The target audience is students between a 3-5 grade reading level. The interest level is 2-12. The program would be appropriate for both classroom or homeschool use. The teaching method used aims to “ensure that what a student learns, how he or she learns it, and how the student demonstrates what he or she has learned is a match for that student’s readiness level, interests, and preferred mode of learning.” Differentiated learning seeks to appeal to the various learning styles of students, their interests, and skill level. This would be a great fit for a homeschool parent wishing to teach various grade and ability levels.
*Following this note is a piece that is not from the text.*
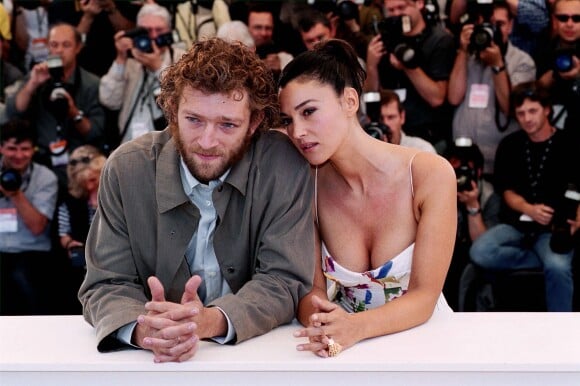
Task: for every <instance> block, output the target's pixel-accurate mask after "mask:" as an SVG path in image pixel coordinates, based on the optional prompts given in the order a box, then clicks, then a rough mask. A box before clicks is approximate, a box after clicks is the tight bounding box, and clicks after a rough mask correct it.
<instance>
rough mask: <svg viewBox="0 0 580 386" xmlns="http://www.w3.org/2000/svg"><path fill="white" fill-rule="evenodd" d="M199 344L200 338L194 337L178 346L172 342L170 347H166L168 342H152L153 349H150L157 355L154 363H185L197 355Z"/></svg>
mask: <svg viewBox="0 0 580 386" xmlns="http://www.w3.org/2000/svg"><path fill="white" fill-rule="evenodd" d="M198 342H199V338H198V337H197V336H195V335H194V336H191V337H189V338H188V339H186V340H185V341H182V342H180V343H177V344H175V341H170V343H171V344H172V345H171V346H170V347H166V346H165V344H166V342H157V341H155V342H151V344H152V347H151V348H150V349H151V350H152V351H153V354H154V355H155V357H154V361H155V362H156V363H161V362H183V361H186V360H188V359H190V358H192V357H193V356H194V355H195V353H196V351H197V346H198ZM157 343H159V345H157Z"/></svg>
I used this program with my 3rd grade daughter. I really liked the set-up of the program. Each story, on average, is four paragraphs in length. Preview words are listed at the top of the story page. These words may be unfamiliar in pronunciation and/or meaning for the student. After each story the student will answer multiple choice comprehension questions and various activities including: short answer, fact or opinion, vocabulary, research, classifying information, finding the main idea, and critical thinking. The story content is enough to tell a story without being so long that the student becomes disengaged. The variety of comprehension and skill based activities ensures that the student has a proper understanding of the story text as well as engaging the student in a wide variety of skills. My daughter was able to read the stories on her own. She was able to work through many of the activities on her own, but did require help with some of the more advanced skill activities. Overall, my daughter really enjoyed this program. If I could add on addition to the program, it would be definitions of the preview words.

I would highly recommend this reading program to others. The program is all-inclusive and provides the student with high interest stories and research-based activities.